Là où je me montrerai davantage critique, par contre, c'est au niveau du choix final à faire… alors, on a le choix, ouai ! 9 fins !… 9 fins qui, à l'image du reste du jeu, partent dans les excès. Et encore, je ne parle pas des fins qui surviennent comme des game over (il y en a quelques-unes bien sympas à débloquer). Le truc qui m'embête, premièrement, c'est qu'on choisit notre fin, secondement, que les actions effectuées durant l'aventure n'ont pratiquement aucun impact sur les choix disponibles… bon en fait si, il y a bien deux trucs qui jouent : le fait d'avoir laissé en vie les administrateurs ou non (chacun a droit à sa propre fin), et le nombre de coffres laissés par notre père que nous avons ramassé. Oui, parce que notre père a planqué des coffres-forts biométriques partout dans le ministère, et chacun possède un fragment du code qui nous permettra de pouvoir obtenir les pleins pouvoir sur la machine à la fin. C'est particulier comme manière de procéder : ça me semblerait logique que m'être comporté comme la dernière des merdes m'ôte la possibilité d'avoir une fin joyeuse… mais pas ici. Bref, une fin à l'image du jeu quoi, une fin qui nous laisse le choix… trop de choix même, si bien, encore une fois, que j'aurais préféré un poil plus de contraintes.
Comptez plus de 10 heures pour terminer Beholder 2 la première fois, plutôt 15 si vous êtes du genre à prendre votre temps. Par contre, le jeu n'étant pas officiellement traduit en français, vous devrez passer par un patch non officiel présent sur Steam si vous souhaitez jouer au titre dans la langue de Molière… un Molière bien vilipendé tant cette traduction sonne plus Google qu'autre chose (déjà que le premier était mal traduit, c'est encore pire avec la suite). Autrement dit, soit vous avez un très bon niveau d'anglais et c'est tant mieux pour vous, soit vous passerez forcément à côté de quelques sous-entendus et autres explications, à vous de voir… Par contre, contrairement au premier, il n'y a plus aucun doublage dans cette suite.

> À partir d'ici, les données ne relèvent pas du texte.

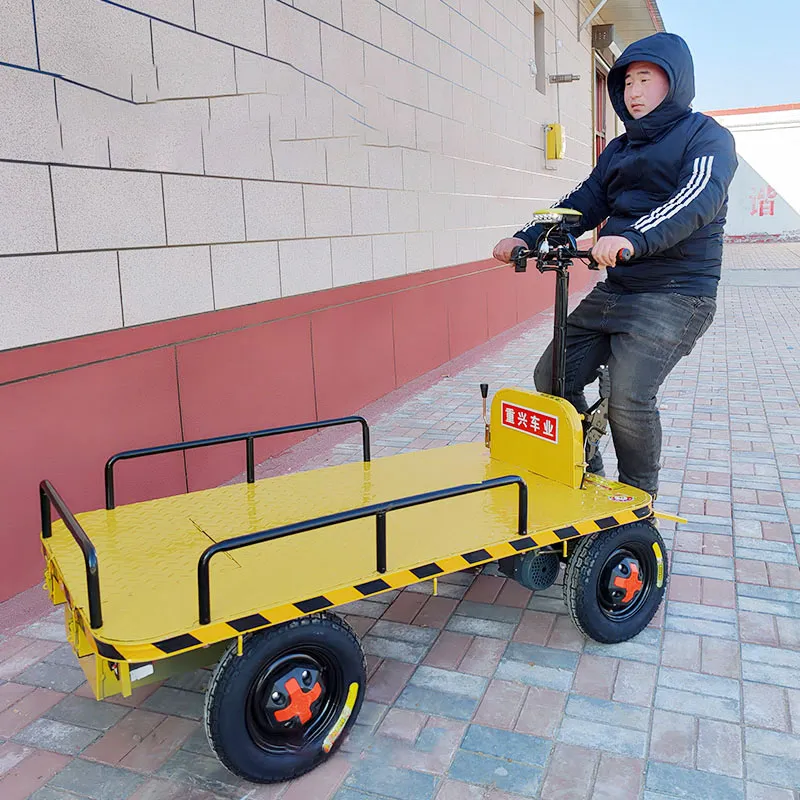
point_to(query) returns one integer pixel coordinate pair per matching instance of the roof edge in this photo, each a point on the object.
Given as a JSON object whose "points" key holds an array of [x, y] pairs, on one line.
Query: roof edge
{"points": [[729, 112], [655, 15]]}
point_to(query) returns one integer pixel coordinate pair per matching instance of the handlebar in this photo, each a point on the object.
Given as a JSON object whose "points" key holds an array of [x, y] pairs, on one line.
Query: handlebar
{"points": [[520, 256]]}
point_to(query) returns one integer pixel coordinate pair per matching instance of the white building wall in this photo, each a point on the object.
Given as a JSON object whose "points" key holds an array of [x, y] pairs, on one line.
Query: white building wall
{"points": [[166, 157], [765, 192]]}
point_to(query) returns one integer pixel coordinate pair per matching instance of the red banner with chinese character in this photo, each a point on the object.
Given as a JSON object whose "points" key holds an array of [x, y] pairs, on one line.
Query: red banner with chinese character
{"points": [[543, 426]]}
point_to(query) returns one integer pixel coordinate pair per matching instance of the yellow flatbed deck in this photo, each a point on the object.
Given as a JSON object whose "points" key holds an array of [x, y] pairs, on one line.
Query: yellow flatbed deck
{"points": [[148, 552]]}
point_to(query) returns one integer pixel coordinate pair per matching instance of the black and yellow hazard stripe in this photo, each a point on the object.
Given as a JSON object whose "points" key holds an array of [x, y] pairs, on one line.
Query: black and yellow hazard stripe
{"points": [[221, 631]]}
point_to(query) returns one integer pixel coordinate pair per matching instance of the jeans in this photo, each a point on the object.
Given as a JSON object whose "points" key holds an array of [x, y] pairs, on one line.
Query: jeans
{"points": [[641, 337]]}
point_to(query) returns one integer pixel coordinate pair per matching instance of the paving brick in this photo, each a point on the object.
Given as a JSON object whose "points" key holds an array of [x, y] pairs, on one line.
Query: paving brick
{"points": [[30, 773], [514, 594], [388, 681], [608, 712], [26, 710], [718, 545], [159, 744], [51, 631], [123, 737], [719, 748], [788, 632], [794, 709], [635, 683], [86, 713], [485, 589], [785, 576], [19, 660], [679, 782], [97, 781], [757, 628], [456, 790], [482, 770], [11, 692], [773, 770], [618, 778], [566, 636], [596, 676], [442, 704], [501, 705], [765, 706], [722, 708], [535, 627], [392, 649], [473, 626], [177, 702], [597, 735], [721, 657], [435, 747], [58, 737], [673, 738], [719, 593], [570, 773], [443, 680], [644, 647], [435, 612], [757, 791], [321, 783], [360, 625], [772, 743], [448, 650], [373, 776], [487, 611], [405, 607], [685, 588], [400, 723], [681, 650], [536, 670], [541, 712], [507, 744]]}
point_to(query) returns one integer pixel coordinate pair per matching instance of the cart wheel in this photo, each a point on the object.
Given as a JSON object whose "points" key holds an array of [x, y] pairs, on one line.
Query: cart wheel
{"points": [[615, 581], [280, 708]]}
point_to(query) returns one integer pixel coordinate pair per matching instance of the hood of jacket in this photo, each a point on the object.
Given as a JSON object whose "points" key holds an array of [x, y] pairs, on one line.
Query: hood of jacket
{"points": [[671, 53]]}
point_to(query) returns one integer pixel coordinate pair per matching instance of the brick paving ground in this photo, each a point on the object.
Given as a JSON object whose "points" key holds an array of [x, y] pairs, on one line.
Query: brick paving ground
{"points": [[486, 692]]}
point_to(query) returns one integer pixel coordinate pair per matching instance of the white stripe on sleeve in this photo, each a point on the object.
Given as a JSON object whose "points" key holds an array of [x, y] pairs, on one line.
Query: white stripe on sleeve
{"points": [[697, 176], [704, 176]]}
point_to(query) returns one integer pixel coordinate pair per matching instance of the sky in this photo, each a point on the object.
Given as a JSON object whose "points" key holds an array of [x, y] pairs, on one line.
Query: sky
{"points": [[745, 53]]}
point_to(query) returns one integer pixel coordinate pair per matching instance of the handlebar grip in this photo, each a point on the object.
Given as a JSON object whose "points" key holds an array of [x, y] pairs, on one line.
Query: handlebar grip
{"points": [[519, 258]]}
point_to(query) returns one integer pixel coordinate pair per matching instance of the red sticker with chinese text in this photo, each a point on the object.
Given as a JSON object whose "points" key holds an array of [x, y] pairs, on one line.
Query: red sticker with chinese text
{"points": [[542, 426]]}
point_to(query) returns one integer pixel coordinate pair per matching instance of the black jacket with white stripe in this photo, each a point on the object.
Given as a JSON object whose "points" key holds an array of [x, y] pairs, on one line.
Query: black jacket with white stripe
{"points": [[662, 185]]}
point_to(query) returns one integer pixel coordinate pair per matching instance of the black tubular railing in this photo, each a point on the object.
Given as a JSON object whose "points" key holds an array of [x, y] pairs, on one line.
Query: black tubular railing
{"points": [[248, 438], [48, 497], [378, 510]]}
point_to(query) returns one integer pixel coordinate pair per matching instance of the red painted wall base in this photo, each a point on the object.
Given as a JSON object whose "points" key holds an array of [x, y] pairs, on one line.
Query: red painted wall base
{"points": [[67, 406]]}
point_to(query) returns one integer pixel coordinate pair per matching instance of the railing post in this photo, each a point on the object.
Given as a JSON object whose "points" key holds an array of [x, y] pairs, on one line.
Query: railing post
{"points": [[44, 505], [251, 461], [380, 541]]}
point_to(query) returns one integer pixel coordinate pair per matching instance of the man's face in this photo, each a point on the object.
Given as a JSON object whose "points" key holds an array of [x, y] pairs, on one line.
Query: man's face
{"points": [[646, 85]]}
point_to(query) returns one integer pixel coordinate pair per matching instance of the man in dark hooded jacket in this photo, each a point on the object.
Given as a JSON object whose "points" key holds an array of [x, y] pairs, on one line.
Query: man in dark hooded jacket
{"points": [[661, 188]]}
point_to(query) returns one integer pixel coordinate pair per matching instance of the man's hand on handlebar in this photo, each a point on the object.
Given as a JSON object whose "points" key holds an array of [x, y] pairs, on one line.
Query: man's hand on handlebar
{"points": [[606, 250], [502, 250]]}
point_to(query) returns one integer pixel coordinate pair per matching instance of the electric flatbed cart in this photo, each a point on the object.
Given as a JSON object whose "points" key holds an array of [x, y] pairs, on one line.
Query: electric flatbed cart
{"points": [[244, 576]]}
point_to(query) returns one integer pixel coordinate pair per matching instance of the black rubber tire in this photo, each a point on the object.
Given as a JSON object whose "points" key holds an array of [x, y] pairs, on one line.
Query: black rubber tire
{"points": [[582, 580], [229, 693]]}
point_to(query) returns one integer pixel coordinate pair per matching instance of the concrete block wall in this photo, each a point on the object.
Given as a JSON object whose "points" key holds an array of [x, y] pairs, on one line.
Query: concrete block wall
{"points": [[165, 158]]}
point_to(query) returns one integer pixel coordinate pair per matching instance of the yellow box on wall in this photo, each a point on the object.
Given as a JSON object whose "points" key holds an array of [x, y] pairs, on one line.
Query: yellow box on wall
{"points": [[555, 141]]}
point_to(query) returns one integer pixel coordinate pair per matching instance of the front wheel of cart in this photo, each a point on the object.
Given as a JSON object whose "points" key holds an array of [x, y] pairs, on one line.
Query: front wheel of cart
{"points": [[615, 581], [281, 707]]}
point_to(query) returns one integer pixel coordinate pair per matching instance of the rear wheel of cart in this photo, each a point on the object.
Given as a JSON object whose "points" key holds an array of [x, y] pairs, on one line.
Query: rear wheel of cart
{"points": [[282, 707], [615, 581]]}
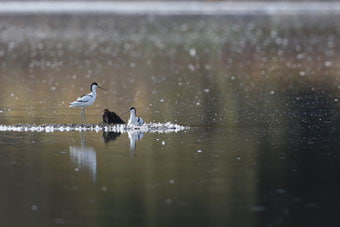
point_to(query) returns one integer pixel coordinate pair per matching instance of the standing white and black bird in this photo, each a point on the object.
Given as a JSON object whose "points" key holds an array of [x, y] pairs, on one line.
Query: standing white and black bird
{"points": [[134, 120], [86, 100]]}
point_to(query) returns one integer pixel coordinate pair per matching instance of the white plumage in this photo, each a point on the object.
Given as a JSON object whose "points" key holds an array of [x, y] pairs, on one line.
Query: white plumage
{"points": [[86, 100]]}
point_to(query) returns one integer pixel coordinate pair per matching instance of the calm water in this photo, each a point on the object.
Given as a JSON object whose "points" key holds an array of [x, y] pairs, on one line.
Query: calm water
{"points": [[260, 93]]}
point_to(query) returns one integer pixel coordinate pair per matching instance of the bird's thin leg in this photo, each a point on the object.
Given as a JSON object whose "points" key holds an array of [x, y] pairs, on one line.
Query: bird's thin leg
{"points": [[82, 115]]}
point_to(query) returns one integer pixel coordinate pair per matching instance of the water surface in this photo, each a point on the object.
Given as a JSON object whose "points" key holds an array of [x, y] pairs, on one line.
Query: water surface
{"points": [[260, 93]]}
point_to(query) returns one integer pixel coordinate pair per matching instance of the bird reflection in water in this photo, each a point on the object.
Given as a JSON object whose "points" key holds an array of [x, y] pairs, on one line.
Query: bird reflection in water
{"points": [[110, 136], [134, 136], [84, 157]]}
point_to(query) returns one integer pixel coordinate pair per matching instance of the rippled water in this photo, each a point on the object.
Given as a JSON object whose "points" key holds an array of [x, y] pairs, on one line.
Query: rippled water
{"points": [[260, 94]]}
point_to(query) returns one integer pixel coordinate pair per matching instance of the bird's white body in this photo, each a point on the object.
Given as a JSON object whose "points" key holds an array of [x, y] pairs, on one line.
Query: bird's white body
{"points": [[86, 100], [134, 120]]}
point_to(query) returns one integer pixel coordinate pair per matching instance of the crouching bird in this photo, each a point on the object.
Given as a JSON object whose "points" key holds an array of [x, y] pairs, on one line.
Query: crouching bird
{"points": [[111, 118]]}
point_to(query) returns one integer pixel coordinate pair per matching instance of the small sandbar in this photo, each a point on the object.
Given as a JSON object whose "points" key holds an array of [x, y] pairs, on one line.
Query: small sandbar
{"points": [[121, 128]]}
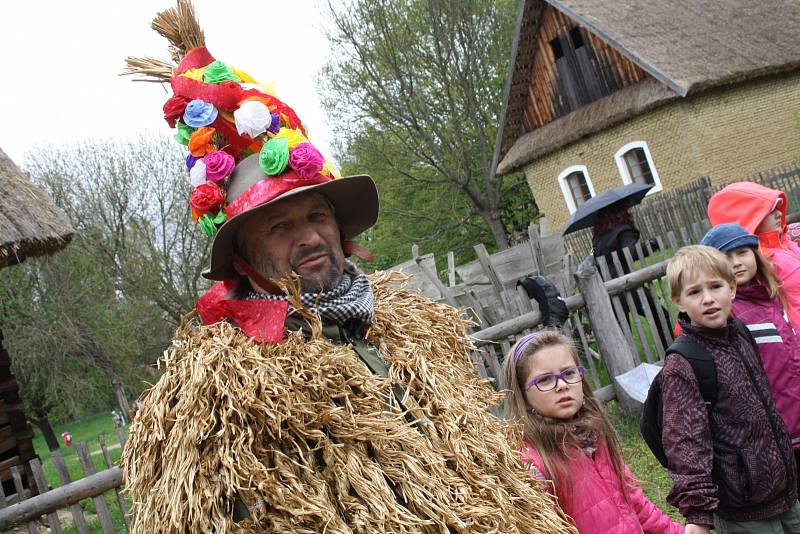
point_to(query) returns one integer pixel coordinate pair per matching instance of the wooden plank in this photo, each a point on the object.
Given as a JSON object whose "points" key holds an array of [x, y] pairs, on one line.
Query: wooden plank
{"points": [[616, 303], [486, 265], [57, 498], [631, 306], [78, 518], [647, 313], [43, 487], [120, 498], [99, 500], [617, 354], [21, 492]]}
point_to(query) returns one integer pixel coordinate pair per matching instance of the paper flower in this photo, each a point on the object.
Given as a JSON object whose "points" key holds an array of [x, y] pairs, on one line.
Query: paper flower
{"points": [[219, 165], [194, 74], [328, 168], [252, 118], [184, 133], [199, 113], [208, 224], [200, 142], [197, 174], [190, 161], [207, 198], [306, 160], [275, 126], [274, 156], [294, 137], [173, 109], [217, 72]]}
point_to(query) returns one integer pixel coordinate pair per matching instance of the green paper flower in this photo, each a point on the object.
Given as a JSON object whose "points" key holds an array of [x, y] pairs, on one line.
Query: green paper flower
{"points": [[218, 72], [184, 133], [274, 156], [208, 224]]}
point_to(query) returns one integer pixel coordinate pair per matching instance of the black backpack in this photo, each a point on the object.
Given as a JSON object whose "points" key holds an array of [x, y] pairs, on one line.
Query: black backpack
{"points": [[652, 419], [545, 293]]}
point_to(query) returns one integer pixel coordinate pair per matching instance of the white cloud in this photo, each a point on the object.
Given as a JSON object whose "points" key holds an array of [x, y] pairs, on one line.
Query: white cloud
{"points": [[60, 78]]}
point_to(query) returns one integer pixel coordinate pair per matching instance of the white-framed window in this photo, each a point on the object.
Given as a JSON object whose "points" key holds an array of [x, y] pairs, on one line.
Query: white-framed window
{"points": [[576, 186], [635, 164]]}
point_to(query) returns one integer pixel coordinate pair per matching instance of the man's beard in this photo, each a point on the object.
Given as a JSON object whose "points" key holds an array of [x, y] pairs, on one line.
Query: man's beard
{"points": [[321, 283]]}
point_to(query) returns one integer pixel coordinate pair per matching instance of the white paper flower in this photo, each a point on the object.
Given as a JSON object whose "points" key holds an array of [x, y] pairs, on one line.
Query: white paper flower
{"points": [[252, 118], [198, 173]]}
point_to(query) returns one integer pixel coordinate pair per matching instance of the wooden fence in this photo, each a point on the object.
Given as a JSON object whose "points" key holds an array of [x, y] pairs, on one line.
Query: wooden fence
{"points": [[38, 508], [674, 209]]}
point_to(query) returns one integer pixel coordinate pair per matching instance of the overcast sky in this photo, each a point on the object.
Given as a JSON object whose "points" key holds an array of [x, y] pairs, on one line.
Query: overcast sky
{"points": [[60, 80]]}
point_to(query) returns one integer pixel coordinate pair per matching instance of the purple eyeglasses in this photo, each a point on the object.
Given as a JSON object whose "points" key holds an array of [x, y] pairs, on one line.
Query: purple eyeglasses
{"points": [[570, 375]]}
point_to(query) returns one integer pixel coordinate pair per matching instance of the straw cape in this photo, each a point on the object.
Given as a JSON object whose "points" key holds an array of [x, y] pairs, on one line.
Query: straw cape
{"points": [[30, 224], [312, 441]]}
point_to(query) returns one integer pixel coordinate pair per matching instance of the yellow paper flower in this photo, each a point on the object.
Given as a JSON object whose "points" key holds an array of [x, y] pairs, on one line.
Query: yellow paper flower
{"points": [[294, 137], [195, 74]]}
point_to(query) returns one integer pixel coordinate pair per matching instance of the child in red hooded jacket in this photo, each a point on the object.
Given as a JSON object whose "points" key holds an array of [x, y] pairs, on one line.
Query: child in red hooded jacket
{"points": [[762, 211]]}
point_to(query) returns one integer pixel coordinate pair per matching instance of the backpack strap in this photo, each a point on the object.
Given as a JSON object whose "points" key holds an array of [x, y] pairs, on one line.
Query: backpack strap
{"points": [[746, 333], [702, 364]]}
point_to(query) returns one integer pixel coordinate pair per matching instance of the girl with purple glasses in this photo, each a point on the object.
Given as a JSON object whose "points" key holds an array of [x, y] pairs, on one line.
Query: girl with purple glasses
{"points": [[570, 447]]}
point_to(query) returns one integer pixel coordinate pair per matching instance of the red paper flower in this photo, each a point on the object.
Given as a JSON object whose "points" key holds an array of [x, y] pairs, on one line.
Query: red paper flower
{"points": [[207, 198], [174, 108]]}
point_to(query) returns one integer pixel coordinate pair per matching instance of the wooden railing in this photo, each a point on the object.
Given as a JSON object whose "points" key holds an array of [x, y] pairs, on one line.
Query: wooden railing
{"points": [[41, 506]]}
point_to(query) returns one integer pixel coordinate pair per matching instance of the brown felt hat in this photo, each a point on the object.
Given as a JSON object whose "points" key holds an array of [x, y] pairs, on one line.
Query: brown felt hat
{"points": [[250, 191]]}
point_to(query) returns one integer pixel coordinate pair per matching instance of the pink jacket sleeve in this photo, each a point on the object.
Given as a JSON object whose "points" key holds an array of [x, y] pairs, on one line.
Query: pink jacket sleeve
{"points": [[652, 519]]}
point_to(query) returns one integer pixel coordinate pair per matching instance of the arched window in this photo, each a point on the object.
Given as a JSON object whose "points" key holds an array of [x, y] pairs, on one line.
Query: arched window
{"points": [[635, 164], [576, 186]]}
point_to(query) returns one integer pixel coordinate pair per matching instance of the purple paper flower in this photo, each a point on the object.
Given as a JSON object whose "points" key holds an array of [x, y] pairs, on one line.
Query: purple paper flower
{"points": [[275, 126], [199, 113], [306, 160], [190, 161]]}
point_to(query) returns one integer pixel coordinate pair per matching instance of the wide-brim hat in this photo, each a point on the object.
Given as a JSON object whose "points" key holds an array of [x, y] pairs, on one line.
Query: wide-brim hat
{"points": [[354, 200]]}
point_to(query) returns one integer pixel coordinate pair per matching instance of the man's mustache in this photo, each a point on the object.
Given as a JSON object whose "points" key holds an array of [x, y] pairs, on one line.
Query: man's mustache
{"points": [[305, 254]]}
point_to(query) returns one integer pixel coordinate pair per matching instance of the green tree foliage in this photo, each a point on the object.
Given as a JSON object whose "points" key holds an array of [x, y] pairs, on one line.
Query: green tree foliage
{"points": [[416, 88], [85, 326]]}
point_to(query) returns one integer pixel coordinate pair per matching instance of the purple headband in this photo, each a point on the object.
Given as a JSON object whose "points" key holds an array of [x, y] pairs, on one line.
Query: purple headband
{"points": [[522, 343]]}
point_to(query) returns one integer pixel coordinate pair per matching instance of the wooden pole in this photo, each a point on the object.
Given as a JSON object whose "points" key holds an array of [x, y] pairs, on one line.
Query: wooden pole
{"points": [[614, 348], [54, 499]]}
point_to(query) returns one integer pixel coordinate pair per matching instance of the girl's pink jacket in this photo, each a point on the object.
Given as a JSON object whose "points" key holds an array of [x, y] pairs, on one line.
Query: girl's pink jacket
{"points": [[597, 503], [747, 203]]}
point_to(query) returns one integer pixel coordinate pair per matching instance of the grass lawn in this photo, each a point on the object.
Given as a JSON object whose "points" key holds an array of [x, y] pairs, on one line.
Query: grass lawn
{"points": [[85, 430], [654, 479]]}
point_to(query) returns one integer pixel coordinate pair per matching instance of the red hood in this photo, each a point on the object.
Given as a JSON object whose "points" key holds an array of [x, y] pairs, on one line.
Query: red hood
{"points": [[263, 320], [746, 203]]}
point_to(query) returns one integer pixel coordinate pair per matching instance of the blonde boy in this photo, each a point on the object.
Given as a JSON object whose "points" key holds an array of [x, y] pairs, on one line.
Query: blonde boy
{"points": [[730, 461]]}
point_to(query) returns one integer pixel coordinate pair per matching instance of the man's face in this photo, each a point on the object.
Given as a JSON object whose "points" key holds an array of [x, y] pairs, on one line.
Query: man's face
{"points": [[298, 234]]}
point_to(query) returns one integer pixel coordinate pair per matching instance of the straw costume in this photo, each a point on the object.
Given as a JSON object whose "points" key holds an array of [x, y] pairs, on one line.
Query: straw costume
{"points": [[355, 410]]}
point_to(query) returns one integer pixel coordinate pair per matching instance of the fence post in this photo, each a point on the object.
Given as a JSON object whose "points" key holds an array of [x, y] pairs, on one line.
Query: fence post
{"points": [[614, 349]]}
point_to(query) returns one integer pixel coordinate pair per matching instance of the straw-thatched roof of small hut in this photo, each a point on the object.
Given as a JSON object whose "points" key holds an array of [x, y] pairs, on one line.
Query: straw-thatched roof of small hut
{"points": [[684, 47], [30, 224]]}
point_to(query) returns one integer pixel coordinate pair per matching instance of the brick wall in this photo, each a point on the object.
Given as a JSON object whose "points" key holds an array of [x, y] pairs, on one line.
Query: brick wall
{"points": [[723, 133]]}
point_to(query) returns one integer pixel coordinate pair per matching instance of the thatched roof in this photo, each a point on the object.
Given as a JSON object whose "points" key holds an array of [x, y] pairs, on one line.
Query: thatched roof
{"points": [[30, 224], [687, 45]]}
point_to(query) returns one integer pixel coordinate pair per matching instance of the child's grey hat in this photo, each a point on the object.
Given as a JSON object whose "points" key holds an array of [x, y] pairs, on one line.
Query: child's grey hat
{"points": [[729, 236]]}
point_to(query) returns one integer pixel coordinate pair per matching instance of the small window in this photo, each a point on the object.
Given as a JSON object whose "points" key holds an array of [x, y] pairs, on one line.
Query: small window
{"points": [[576, 186], [635, 165], [577, 37]]}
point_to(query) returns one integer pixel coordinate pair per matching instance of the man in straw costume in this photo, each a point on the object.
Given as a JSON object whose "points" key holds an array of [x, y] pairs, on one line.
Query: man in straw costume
{"points": [[313, 398]]}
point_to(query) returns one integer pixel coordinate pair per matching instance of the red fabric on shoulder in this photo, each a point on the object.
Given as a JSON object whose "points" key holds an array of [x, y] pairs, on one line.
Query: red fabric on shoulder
{"points": [[262, 320]]}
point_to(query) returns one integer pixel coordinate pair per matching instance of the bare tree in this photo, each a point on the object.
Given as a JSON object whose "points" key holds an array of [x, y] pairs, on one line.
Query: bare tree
{"points": [[421, 82]]}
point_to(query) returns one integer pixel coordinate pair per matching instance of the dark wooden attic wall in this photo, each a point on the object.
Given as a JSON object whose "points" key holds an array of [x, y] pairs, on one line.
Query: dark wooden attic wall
{"points": [[548, 93]]}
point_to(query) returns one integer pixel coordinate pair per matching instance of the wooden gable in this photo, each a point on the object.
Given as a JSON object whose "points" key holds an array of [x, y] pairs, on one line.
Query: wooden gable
{"points": [[586, 70]]}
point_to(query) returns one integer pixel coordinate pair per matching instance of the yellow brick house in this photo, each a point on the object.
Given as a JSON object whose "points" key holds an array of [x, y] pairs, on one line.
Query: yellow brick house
{"points": [[604, 92]]}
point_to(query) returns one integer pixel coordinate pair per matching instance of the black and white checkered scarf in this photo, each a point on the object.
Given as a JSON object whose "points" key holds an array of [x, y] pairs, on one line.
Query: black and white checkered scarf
{"points": [[350, 299]]}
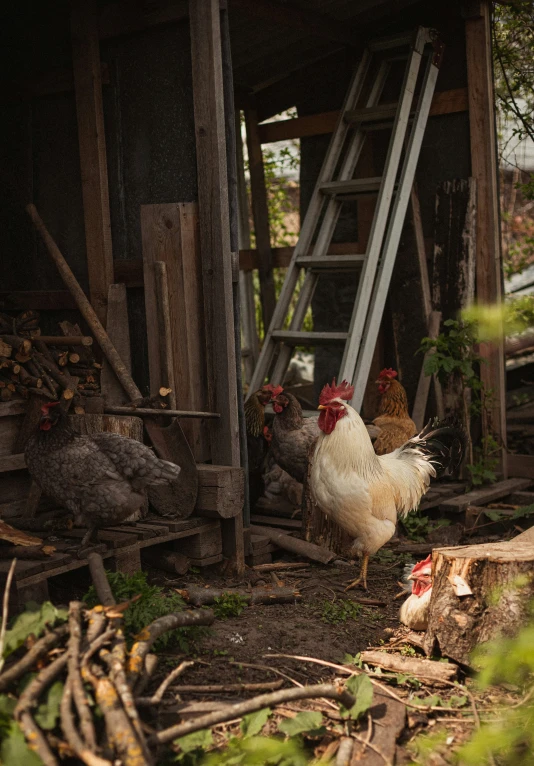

Bref, ce Beholder 2 est surprenant. Autant les développeurs auraient pu faire le choix de consolider les acquis du premier épisode, aller plus loin tout en reprenant la même formule (ce que semble faire le 3), autant ils ont fait le choix inverse, préférant opter pour une toute nouvelle formule, quitte à trop en faire. Cela donne un jeu « cassé » sur pas mal de points, que beaucoup critiquent, à raison. Reste que le joueur que je suis apprécie le fait de se retrouver en face d'un jeu bourré de bonnes idées… et qu'importe si ça ne marche pas tout le temps, au moins, j'aurais découvert quelque chose d'intéressant.
Bon après, je préfère quand même le premier épisode, faut quand même pas déconner non plus.